Slum housing for refugees

Asylum seekers arriving in the UK are forced to live in “squalid, unsafe, slum housing conditions” and the public is largely unaware of the conditions into which “traumatised people are routinely dumped”, charities have said. Asylum seekers do not have permission to work while awaiting a decision on their claim. Under the Immigration and Asylum Act 1999 they are able to apply for accommodation and financial help from the Home Office if they have no other means of supporting themselves.

Responsibility for housing people seeking asylum in the UK was taken away from local authorities in 2012 and given to the companies Serco, G4S and Clearsprings, through contracts known as Compass. The £600m government contract to provide shelter for those seeking sanctuary in the UK goes up for tender next month.

The vast majority of asylum seekers are housed by G4S and Serco in the poorest parts of the country where housing is comparatively cheap. G4S holds Compass contracts for the north-east, Yorkshire and the Humber, the Midlands and the east of England, where 45% of the UK’s asylum seekers live. Serco holds contracts for Scotland, Northern Ireland and the north-west, where just over a third of the asylum seekers live. Clearsprings had contracts for Wales, the south-west, and London and the south-east.

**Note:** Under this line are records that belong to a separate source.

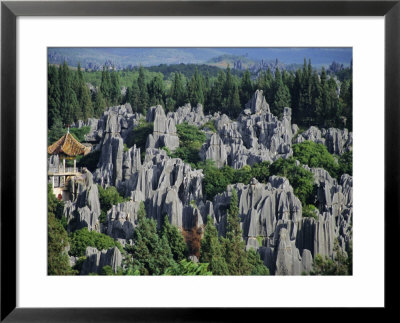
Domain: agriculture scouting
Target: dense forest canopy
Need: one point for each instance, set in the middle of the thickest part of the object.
(316, 98)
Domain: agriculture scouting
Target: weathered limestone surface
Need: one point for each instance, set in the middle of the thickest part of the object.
(336, 140)
(84, 209)
(164, 133)
(269, 212)
(96, 260)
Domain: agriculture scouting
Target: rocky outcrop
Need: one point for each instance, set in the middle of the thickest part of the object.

Maurice Wren, the chief executive of the Refugee Council, said: “All too often, people seeking asylum in the UK are forced to live in squalid, unsafe, slum housing conditions, at exorbitant cost to the public purse. Though the general public is largely unaware of the appalling conditions into which traumatised people are routinely dumped, ministers and officials are not, yet this scandal continues unchecked. The time has come to end this shameful practice and allow people seeking asylum to live in dignity.”
David Simmonds, the chair of the Local Government Association’s asylum, refugee and migration taskforce, said councils regularly complained that they had little power to tackle the “generally unacceptable” standard of accommodation for asylum seekers in their areas, because the private contractors’ contracts are with the Home Office.
“The accommodation will always be at the lowest end of the market, because to win the contract the providers bid at the lowest possible price,” he said. “But vermin infestations and damp are things that would stop a local authority from considering that accommodation for placing UK homeless families. That same minimum standard should apply consistently.”
Graham O’Neill of the Scottish Refugee Council said asylum-seeker housing was a vital public service, “housing for a group of people who really need the stability and the privacy that a safe home and a safe space can bring”. It is “publicly funded and yet local authorities and devolved governments have no ability to hold these providers to account”, he said.